This article explains how numpy/pandas int64 operations differ from vanilla int operations.
Type conversion¶
You can change the data type of a Series using the .astype Series method.
For example, we can change the data type of the 'lifetime_cost' column in dogs to be uint32:
dogs
| breed | kind | lifetime_cost | longevity | size | weight | height | |
|---|---|---|---|---|---|---|---|
| 0 | Brittany | sporting | 22589.0 | 12.92 | medium | 35.0 | 19.0 |
| 1 | Cairn Terrier | terrier | 21992.0 | 13.84 | small | 14.0 | 10.0 |
| 2 | English Cocker Spaniel | sporting | 18993.0 | 11.66 | medium | 30.0 | 16.0 |
| ... | ... | ... | ... | ... | ... | ... | ... |
| 40 | Bullmastiff | working | 13936.0 | 7.57 | large | 115.0 | 25.5 |
| 41 | Mastiff | working | 13581.0 | 6.50 | large | 175.0 | 30.0 |
| 42 | Saint Bernard | working | 20022.0 | 7.78 | large | 155.0 | 26.5 |
43 rows × 7 columns
# Gives the types as well as the space taken up by the DataFrame.
dogs.info()
<class 'pandas.core.frame.DataFrame'> RangeIndex: 43 entries, 0 to 42 Data columns (total 7 columns): # Column Non-Null Count Dtype --- ------ -------------- ----- 0 breed 43 non-null object 1 kind 43 non-null object 2 lifetime_cost 43 non-null float64 3 longevity 43 non-null float64 4 size 43 non-null object 5 weight 43 non-null float64 6 height 43 non-null float64 dtypes: float64(4), object(3) memory usage: 2.5+ KB
dogs = dogs.assign(lifetime_cost=dogs['lifetime_cost'].astype('uint32'))

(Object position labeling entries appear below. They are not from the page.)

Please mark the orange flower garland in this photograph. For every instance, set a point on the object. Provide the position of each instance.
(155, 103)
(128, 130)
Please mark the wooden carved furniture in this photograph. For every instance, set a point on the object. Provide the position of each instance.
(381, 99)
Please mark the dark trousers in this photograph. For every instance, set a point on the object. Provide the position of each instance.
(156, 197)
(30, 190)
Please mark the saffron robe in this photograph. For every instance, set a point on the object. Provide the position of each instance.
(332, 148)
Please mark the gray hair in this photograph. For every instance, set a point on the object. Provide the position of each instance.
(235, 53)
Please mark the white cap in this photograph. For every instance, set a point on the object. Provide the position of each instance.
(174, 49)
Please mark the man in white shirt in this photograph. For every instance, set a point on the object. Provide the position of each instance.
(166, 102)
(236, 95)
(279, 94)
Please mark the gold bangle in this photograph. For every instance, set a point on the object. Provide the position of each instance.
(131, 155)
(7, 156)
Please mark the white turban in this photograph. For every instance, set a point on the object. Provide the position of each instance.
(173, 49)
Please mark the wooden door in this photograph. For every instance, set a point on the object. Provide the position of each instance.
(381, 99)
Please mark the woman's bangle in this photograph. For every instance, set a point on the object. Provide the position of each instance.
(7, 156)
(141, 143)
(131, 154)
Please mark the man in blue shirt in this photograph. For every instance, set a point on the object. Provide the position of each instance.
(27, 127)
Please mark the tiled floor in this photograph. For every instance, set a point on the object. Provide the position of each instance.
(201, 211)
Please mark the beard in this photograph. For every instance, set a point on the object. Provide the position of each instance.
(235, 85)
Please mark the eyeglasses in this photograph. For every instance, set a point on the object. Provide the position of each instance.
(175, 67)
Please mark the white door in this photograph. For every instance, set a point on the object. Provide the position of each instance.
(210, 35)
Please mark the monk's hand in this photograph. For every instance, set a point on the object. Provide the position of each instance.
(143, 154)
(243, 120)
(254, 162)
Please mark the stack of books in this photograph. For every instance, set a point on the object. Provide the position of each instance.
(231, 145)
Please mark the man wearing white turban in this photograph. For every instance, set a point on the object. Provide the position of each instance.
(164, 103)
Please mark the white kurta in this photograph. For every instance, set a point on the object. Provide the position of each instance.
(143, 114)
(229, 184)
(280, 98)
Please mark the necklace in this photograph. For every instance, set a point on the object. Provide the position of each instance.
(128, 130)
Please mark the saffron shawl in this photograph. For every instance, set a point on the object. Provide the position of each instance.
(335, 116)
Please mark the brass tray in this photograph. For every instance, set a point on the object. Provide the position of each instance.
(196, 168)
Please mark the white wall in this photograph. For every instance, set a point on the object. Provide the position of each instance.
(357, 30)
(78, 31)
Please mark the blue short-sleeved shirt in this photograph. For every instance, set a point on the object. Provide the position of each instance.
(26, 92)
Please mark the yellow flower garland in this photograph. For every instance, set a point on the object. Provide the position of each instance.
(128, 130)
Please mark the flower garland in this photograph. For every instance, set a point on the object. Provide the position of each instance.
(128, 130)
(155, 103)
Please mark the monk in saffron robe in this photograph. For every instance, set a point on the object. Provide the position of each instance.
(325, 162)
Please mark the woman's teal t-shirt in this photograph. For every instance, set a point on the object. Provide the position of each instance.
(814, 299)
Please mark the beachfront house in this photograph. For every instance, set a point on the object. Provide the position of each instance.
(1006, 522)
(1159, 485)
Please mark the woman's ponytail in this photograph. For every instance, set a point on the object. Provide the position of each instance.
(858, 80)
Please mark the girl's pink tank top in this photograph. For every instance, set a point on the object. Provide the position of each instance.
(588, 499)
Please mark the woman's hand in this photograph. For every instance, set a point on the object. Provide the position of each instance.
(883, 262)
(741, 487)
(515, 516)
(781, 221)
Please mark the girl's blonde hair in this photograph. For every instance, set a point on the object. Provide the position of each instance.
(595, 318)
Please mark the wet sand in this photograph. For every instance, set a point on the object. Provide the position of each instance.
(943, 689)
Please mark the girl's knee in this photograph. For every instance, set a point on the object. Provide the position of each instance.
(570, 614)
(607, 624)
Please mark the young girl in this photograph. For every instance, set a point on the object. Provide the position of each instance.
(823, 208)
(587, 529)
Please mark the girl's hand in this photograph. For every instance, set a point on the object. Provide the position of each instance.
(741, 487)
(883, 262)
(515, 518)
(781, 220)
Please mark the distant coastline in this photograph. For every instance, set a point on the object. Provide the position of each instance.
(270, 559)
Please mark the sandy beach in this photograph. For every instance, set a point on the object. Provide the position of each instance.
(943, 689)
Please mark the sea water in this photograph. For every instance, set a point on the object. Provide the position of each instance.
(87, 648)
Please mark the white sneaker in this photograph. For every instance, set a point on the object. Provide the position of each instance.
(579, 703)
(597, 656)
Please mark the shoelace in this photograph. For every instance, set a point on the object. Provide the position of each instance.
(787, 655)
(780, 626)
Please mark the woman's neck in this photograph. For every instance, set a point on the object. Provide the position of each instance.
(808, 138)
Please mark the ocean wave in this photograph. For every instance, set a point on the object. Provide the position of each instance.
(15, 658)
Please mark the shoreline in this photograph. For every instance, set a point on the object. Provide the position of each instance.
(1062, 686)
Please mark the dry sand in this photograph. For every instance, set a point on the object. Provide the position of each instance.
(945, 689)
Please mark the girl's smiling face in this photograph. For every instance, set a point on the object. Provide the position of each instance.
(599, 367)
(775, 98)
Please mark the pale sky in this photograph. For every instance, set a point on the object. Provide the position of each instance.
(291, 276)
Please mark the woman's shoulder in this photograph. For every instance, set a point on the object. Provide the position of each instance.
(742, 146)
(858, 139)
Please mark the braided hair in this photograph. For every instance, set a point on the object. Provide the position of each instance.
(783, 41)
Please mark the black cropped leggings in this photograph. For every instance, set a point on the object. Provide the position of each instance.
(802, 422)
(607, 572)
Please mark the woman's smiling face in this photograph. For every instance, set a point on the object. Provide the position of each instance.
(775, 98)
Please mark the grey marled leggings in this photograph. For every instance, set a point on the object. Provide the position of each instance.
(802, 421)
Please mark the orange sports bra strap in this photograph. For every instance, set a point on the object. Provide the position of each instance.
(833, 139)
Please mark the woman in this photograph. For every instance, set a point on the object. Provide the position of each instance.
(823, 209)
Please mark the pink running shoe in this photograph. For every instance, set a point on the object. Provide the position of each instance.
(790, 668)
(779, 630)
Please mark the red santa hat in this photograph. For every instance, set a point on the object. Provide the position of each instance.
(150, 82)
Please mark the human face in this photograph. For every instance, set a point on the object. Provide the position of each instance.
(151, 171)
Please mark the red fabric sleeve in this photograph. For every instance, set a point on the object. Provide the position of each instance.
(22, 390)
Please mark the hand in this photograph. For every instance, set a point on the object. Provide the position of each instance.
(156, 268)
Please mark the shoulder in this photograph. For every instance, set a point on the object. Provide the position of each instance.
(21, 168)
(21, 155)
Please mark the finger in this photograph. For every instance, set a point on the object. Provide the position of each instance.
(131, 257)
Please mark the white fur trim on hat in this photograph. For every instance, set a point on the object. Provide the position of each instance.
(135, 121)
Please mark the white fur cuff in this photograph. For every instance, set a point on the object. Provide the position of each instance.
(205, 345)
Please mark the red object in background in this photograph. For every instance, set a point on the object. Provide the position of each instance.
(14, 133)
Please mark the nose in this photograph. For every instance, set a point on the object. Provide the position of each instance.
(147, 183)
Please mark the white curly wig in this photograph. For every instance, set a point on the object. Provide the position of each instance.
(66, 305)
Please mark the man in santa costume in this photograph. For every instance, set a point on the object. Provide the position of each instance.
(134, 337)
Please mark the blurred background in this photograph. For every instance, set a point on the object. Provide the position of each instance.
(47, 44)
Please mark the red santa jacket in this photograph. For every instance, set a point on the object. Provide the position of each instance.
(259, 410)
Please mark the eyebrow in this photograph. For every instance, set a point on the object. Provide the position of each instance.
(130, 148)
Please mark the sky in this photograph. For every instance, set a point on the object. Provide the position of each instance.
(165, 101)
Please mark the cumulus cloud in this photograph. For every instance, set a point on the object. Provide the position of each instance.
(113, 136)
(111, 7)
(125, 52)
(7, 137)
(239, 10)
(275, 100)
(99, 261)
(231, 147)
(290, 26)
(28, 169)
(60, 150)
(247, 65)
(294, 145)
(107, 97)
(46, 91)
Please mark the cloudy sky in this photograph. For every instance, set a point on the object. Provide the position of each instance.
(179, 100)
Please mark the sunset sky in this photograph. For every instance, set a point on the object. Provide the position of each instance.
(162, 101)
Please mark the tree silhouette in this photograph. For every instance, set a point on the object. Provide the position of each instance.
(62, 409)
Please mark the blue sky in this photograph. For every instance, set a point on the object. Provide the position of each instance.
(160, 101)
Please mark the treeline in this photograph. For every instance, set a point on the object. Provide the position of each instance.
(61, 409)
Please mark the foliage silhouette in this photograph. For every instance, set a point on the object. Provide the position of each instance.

Now, the DataFrame takes up less space! This may be insignificant in our DataFrame, but makes a difference when working with larger datasets.
dogs.info()
<class 'pandas.core.frame.DataFrame'> RangeIndex: 43 entries, 0 to 42 Data columns (total 7 columns): # Column Non-Null Count Dtype --- ------ -------------- ----- 0 breed 43 non-null object 1 kind 43 non-null object 2 lifetime_cost 43 non-null uint32 3 longevity 43 non-null float64 4 size 43 non-null object 5 weight 43 non-null float64 6 height 43 non-null float64 dtypes: float64(3), object(3), uint32(1) memory usage: 2.3+ KB
💡 Pro-Tip: Setting dtypes in read_csv¶
Usually, we prefer to set the correct dtypes in read_csv, since it can help pandas load in files more quickly:
dog_path
PosixPath('data/dogs43.csv')
dogs = pd.read_csv(dog_path, dtype={'lifetime_cost': 'uint32'})
dogs
| breed | kind | lifetime_cost | longevity | size | weight | height | |
|---|---|---|---|---|---|---|---|
| 0 | Brittany | sporting | 22589 | 12.92 | medium | 35.0 | 19.0 |
| 1 | Cairn Terrier | terrier | 21992 | 13.84 | small | 14.0 | 10.0 |
| 2 | English Cocker Spaniel | sporting | 18993 | 11.66 | medium | 30.0 | 16.0 |
| ... | ... | ... | ... | ... | ... | ... | ... |
| 40 | Bullmastiff | working | 13936 | 7.57 | large | 115.0 | 25.5 |
| 41 | Mastiff | working | 13581 | 6.50 | large | 175.0 | 30.0 |
| 42 | Saint Bernard | working | 20022 | 7.78 | large | 155.0 | 26.5 |
43 rows × 7 columns
dogs.dtypes
breed object kind object lifetime_cost uint32 longevity float64 size object weight float64 height float64 dtype: object
Axes¶
- The rows and columns of a DataFrame are both stored as Series.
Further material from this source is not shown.